Мы молча переглянулись, Катсу горестно швырнул палочки на стол:

— Да хорош!

— Вот же… — поник Маса в плечах. — Разве можно так издеваться?..

Я стыдливо опустил глаза, понял, откуда это непоколебимое безразличие, и, представив чувства Като, готов был продолжить свой ночной челлендж по выжиманию из себя соплей. Блондин просто скотина. Даже сомнений не возникало, что сделал это именно он. И, судя по развитию событий, теперь все наши потуги в гараже будут идти коту под хвост ровно до тех пор, пока я не начну делать то, что мне скажут.

Подстегиваемый диким чувством вины, я выполз из-за стола и с намерением все исправить, двинул к неадеквату, беспрекословно выполнять все его требования.

Через сорок минут физиономия блондина образовалась передо мной физически, а не в мечтах. Хотелось приложить к ней свой кулак, а лучше ногу, но в связи с отсутствием у меня врожденной гибкости и сил на то, чтобы в принципе дышать, просто с трудом проговорил:

— Это ведь твоих рук дело, да?

— Что именно?

— Фестиваль. Ему поэтому перезвонили?

Сеито обвел меня долгим ничего не выражающим взглядом, закусил щеку с внутренней стороны и, не сказав ни слова, прошел к стойке, позволяя мне войти. Взял похожий на мятое стекло низкий стакан с потерявшими форму льдинками и, плеснув медового цвета жидкости на дно, сделал глоток. Опустился на барный стул, протянув с наглецой в голосе:

— Выглядишь паршиво.

Я захлопнул дверь.

— Можешь нас вернуть? Еще ведь не поздно?

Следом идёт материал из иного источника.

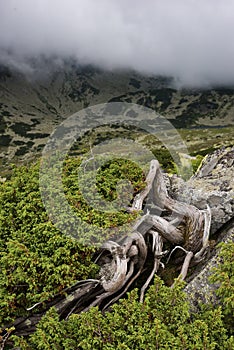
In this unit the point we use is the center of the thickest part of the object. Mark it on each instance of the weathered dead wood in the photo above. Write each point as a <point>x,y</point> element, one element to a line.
<point>123,263</point>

Виски заискрилось в лучах солнечного света, блондин щурясь уставился в панорамное окно.

— Могу. Сразу рассчитаешься?

— Мм, — без колебаний кивнул я, даже не сомневаясь в постоянстве этой скотины и готовый расплачиваться за свои ошибки по всем счетам. Жаль, что главной из них, как это ни печально, было мое существование.

— Снова готовился?

— Нет.

— Значит, будет грязно и больно, — заключил Сеито без малейшего сочувствия, посмотрев на меня с вызовом, и я, стараясь себе этого не представлять, снова утвердительно промычал.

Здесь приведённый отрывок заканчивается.